Vers nématodes

Dans l'article précédent, j'invitais les lecteurs et lectrices à se demander si un simple réflexe pouvait être modulé par le cerveau. Des travaux menés chez la pieuvre montrent qu'un type de réflexe de rétraction d'un bras activé par la lumière chez l'animal doit transiter par le cerveau pour se manifester. Est-ce à dire que le cerveau de cet organisme joue un rôle crucial dans le maintien de ce réflexe? A-t-il joué un rôle davantage prépondérant dans la modulation de ce mouvement involontaire par le passé et si oui aurait-il alors « fédéré » plusieurs réflexes sous son contrôle de façon adaptative sinon chez la pieuvre à tout le moins chez l'un de ces ancêtres lointains? De fil en aiguille on en vient alors à se demander si les fonctions cérébrales ne seraient pas apparues au cours de l'évolution dans un groupe de neurones dont le rôle consistait simplement à coordonner un ensemble de mouvements réflexes présents chez un organisme primitif. 

 

L'étude d'une autre espèce d'invertébré nous incite à son tour à nous poser ces questions et à envisager la possibilité d'un tel scénario. Si un pareil système neuronal a vraisemblablement existé et que nous devions en rechercher les traces chez un organisme existant de nos jours qui soit le plus proche de cet organisme primitif, il serait approprié de le chercher chez un organisme dont le système nerveux est le plus simple possible tout en faisant preuve d'un comportement locomoteur facilement observable. Caenorhabditis elegans est un petit ver nématode dont le système nerveux est composé de 302 neurones1, ce qui en fait l'un des organismes dont le système nerveux est le plus étudié. En dépit de ce nombre réduit, il affiche une capacité d'apprentissage pour « ...les comportements olfactifs, mécanosensoriels, thermosensoriels et gustatifs (Colbert et coll., 1995; Rankin, 1991; Hedgecock et Russell, 1975; Saeki et coll., 2001). » Ce petit ver peut détecter des centaines d'odeurs à l'aide de neurones sensoriels dédiés (Troemel et coll., 1995). Les 302 neurones de Caenorhabditis elegans lui permettent d'apprendre à associer les odeurs à des récompenses ou des punitions.

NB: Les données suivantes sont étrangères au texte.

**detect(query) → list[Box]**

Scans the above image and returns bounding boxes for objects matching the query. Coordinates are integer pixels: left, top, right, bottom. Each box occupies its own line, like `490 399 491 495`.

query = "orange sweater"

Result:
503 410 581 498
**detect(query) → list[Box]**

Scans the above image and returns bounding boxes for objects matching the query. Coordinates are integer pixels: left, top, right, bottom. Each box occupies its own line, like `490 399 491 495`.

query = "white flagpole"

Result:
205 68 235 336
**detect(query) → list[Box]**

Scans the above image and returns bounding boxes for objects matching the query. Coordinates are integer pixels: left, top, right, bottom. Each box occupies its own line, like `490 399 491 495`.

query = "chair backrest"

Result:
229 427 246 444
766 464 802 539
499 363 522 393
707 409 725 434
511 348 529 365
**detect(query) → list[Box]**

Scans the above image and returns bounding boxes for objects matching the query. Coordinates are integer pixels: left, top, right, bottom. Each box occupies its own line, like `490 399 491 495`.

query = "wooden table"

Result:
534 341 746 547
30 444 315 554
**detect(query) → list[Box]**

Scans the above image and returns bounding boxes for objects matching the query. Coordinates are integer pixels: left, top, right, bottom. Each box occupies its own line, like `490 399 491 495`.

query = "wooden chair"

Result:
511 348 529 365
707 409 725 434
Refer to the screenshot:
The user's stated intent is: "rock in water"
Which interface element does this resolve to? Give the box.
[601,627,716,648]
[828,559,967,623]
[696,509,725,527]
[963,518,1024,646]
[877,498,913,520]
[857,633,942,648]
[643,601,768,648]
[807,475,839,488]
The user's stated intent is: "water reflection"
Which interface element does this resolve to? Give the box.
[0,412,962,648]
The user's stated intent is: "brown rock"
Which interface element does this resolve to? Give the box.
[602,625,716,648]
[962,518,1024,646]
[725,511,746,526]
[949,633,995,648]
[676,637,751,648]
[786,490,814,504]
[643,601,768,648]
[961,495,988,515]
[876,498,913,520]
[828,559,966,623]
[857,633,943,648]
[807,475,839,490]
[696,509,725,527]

« Les neurones sensoriels primaires ajustent leur sensibilité et leur plage dynamique pour capter les informations sensorielles en cours sans être saturés1. » À mon sens, cette capacité serait nécessaire à un système nerveux primitif pour réguler un ensemble de réflexes. Or « ...lorsque C. elegans est exposé à de fortes concentrations d'une odeur en l'absence de nourriture, il perd progressivement son attirance pour cette odeur pendant une heure ou plus et récupère sur une échelle de temps similaire (Colbert et Bargmann, 1995)1. » Il s'agit ici d'une adaptation. Toutefois ce qui est devenu une adaptation a peut-être été chez un ancêtre de ce nématode un ensemble de comportements réflexes appelés chimiotactisme ayant évolué par le biais de l'évolution adaptative pour devenir un apprentissage (dans ce cas-ci un apprentissage olfactif aversif).

C'est peut-être d'ailleurs par le phototactisme et le chimiotactisme que sont peut-être apparus les premiers comportements involontaires en réaction à des stimuli avant que ceux-ci puissent, plus tard, faire l'objet de régulations multiples, chez les organismes pluricellulaires, grâce à un système nerveux évoluant par la suite vers des fonctions cérébrales toujours plus complexes. Les nématodes ont bénéficié de centaines de millions d'années d'évolution2, 3. En remontant ainsi la durée de ce temps évolutif, on peut imaginer l'émergence d'un système nerveux traitant des signaux de façon beaucoup plus primitive que ne le font les espèces de vers nématodes actuelles. Souhaitons que d'autres découvertes puissent nous en apprendre davantage sur cette question.